Discovering educational augmented reality math applications by prototyping with elementary-school teachers

In recent years, augmented reality (AR) applications for childrens entertainment have been gaining popularity, and educational organizations are increasingly interested in applying this technology to childrens educational games. In this paper we describe our collaboration with teachers and game designers, in order to explore educational potential for AR technology. This paper specifically investigates the topics of: What mathematics curriculum topics should technological innovations address in the Grade 1-3 classrooms? Which of the topics are suitable for AR games? And, how can we facilitate an efficient dialogue between educators and game designers?

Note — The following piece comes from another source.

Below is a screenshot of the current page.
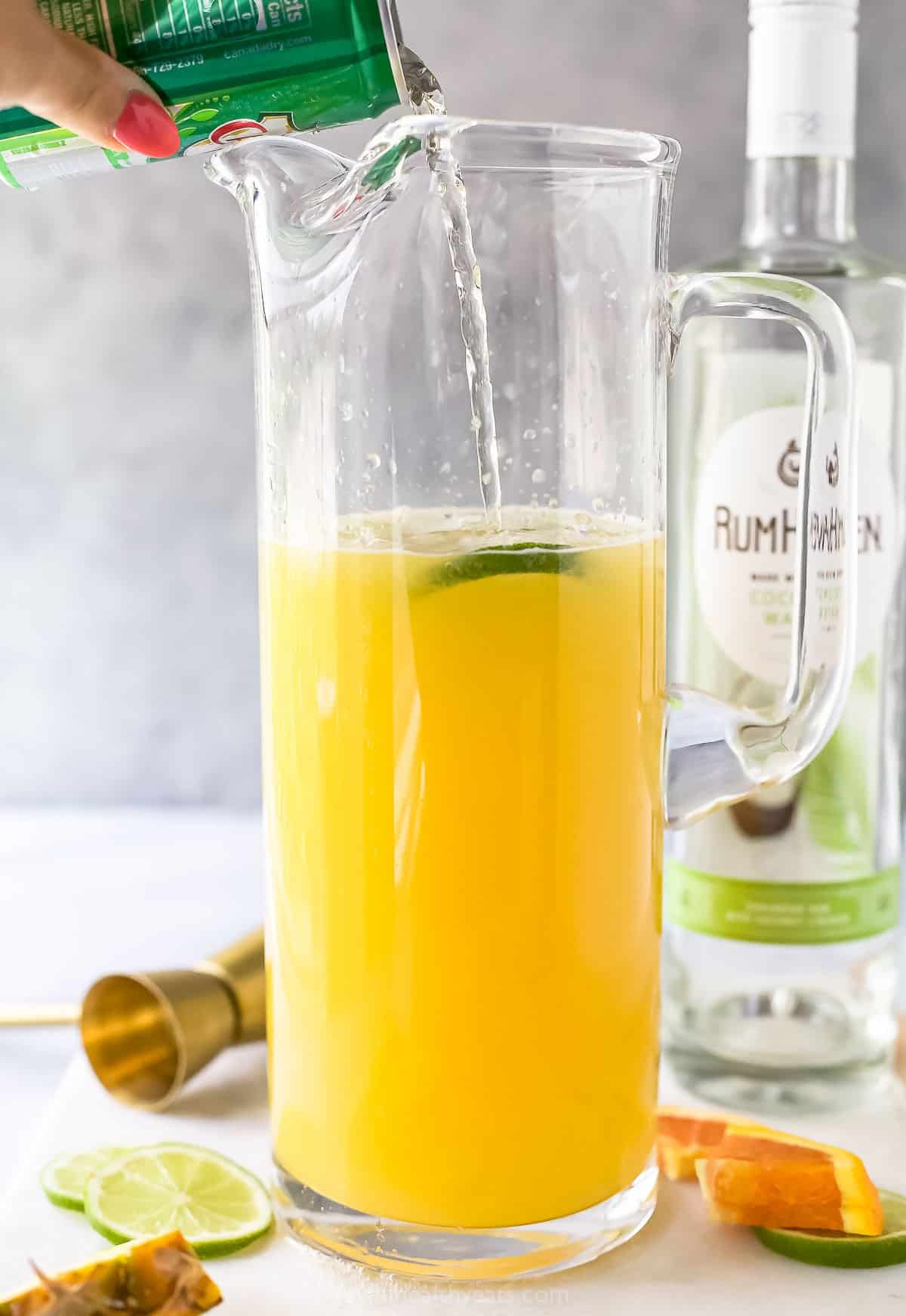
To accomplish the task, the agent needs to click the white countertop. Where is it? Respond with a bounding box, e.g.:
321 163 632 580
0 809 906 1316
0 809 263 1183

Participatory Design of STEM Education AR Experiences for Heterogeneous Student Groups: Exploring Dimensions of Tangibility, Simulation, and Interaction

In this paper, we present the results of a multi-year participatory design process exploring the space of educational AR experiences for STEM education targeted at students of various ages and abilities. Our participants included teachers, students (ages five to fourteen), educational technology experts, game designers, and HCI researchers. The work was informed by state educational curriculum guidelines. The activities included developing a set of design dimensions which guided our ideation process, iteratively designing, building, and evaluating six prototypes with our stakeholders, and collecting our observations regarding the use of AR STEM applications by target students.